The plot doesn’t need much description except to say Clark Gable was the bad guy, Spencer Tracy is a priest (sound familiar), and MacDonald an aspiring and very talented young singer. There is a lot between the beginning and end of the film that you’ll just have to come and see it to appreciate. It will be great to just see how much Hollywood could do with a “disaster film” and not have computer effects to help the action.

William Clark Gable (1901-1960) was a heart-breaker with the ladies on and off the sets of movies. But he did not like his leading lady in this film Jeanette MacDonald very much. Regardless, the film got made with great results and a few pranks by Gable at MacDonald’s expense. And in fact, it was MacDonald that wanted Gable for the part in the first place.

Gable started his career in silent films as an extra and his good looks and “bad-guy” persona did him well in the “talkies.” He had three Oscar nominations and won once for “It Happened One Night”.  He was a success on and off the stage. He is considered one of the most consistently good investments in films. Off stage he was loved by his fans and has the distinction of being the last star to play opposite Marilyn Monroe.  In Quigley's publishing annual Top Ten Money Makers Poll he appeared 16 times and was named seventh-greatest male star of American Classic cinema by the American Film Institute.

Jeanette Anna Macdonald (1903-1965) was an American singer and actress who is best remembered for her musicals of the 1930's singing opposite the likes of Maurice Chevalier and Nelson Eddy.  She stared in 29 feature films in the 30's and 40's and recorded numerous songs. Her films were nominated four times for best picture Oscars.

Nelson Eddy is most often thought of singing opposite Jeanette in movies, but was not available for “San Francisco” so she picked Gable as her choice for leading man in this disaster movie.

Jeanette is credited with introducing opera to the movies and was one of the most influential sopranos of her time inspiring a generation of singers in that era.

Spencer Bonaventure Tracy (1900-1967) was known for his natural style and versatility on the screen. He won two Oscars from a list of nine nominations. Spencer was a good friend of Clark Gable and enjoyed working with him His only problem with the work was that he never got equal billing with Gable. That eventually took its toll of their working together and ended the two appearing in films together.

Tracy acted in 75 films in his career and gained the respect of his peers for his performances. In 1999 the American Film Institute ranked Tracy as the 9th greatest male star of Classic Hollywood Cinema. 

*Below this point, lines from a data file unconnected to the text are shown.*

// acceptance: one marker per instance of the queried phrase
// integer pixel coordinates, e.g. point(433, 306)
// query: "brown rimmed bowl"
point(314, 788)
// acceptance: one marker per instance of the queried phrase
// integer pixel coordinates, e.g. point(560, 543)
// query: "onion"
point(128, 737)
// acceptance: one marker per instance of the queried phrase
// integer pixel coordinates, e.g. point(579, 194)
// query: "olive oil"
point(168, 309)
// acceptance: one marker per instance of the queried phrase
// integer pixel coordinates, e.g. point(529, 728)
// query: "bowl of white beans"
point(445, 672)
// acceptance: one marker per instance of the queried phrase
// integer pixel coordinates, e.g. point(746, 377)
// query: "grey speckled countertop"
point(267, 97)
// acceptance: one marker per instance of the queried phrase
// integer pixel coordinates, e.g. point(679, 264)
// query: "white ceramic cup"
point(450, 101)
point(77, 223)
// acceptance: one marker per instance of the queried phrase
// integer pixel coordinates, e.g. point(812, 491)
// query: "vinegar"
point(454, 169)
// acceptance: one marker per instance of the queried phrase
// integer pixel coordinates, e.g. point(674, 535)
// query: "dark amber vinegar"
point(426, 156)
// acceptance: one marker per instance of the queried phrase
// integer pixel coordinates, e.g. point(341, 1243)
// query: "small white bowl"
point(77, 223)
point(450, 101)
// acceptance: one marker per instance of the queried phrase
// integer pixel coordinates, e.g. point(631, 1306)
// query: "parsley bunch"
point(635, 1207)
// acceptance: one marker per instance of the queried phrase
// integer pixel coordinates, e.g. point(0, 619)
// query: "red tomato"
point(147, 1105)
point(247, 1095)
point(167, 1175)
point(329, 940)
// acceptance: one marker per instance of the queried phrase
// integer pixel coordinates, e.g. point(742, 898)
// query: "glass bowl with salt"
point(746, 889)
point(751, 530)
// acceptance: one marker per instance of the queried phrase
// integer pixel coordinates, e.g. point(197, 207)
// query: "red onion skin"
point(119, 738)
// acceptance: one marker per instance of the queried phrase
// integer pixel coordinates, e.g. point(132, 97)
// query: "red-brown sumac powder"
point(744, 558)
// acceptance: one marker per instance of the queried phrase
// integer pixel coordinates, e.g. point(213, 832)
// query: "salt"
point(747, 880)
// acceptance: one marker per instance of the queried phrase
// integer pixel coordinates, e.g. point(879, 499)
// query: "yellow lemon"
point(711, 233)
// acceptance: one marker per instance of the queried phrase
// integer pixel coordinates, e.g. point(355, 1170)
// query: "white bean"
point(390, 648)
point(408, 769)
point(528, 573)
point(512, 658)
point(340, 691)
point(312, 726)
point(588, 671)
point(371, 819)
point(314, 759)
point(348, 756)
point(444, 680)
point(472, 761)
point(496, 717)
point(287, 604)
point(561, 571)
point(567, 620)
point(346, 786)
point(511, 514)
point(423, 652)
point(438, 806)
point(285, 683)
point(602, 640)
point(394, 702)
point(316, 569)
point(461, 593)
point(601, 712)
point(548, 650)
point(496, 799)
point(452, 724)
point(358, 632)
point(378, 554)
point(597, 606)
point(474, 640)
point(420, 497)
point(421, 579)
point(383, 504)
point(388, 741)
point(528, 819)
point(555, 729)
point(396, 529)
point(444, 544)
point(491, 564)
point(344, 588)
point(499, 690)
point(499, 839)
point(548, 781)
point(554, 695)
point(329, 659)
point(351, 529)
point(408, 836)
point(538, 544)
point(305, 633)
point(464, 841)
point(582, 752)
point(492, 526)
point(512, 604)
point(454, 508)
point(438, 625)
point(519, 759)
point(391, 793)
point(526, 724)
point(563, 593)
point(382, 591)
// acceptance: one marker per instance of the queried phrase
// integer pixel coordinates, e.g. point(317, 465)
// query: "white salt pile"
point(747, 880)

The critics as well as audiences liked the results that MGM got in producing this movie. A reviewer of that period, Frank S. Nugent, writing for the New York Times titled his June 27, 1936 column: ‘San Francisco’ at the Capitol, Is a stirring Film of the Barbary Coast.  

The review says, “Out of the gusty, brawling, catastrophic history of the Barbary Coast early in the century, Metro-Goldwin-Mayer has fashioned a prodigally generous and completely satisfying photoplay. "San Francisco" is less a single motion picture than an anthology. During its two-hour course on the Capitol's screen it manages to encompass most of the virtues of the operatic film, the romantic, the biographical, the dramatic and the documentary. Astonishingly, it serves all of them abundantly well, truly meriting commendation as a near-perfect illustration of the cinema's inherent and acquired ability to absorb and digest other art forms and convert them into its own sinews.”

You can see this movie free of charge. An appropriate snack will be served courtesy of Jack and his wife/projectionist, Lynn.  Place: The Edge Center for the Arts, Bigfork. Date and time: Thursday September 14 at 6:30PM. It will be worth going to Bigfork, because Jack will give you lots of background about the movie and a cartoon of the period will give you some laughs.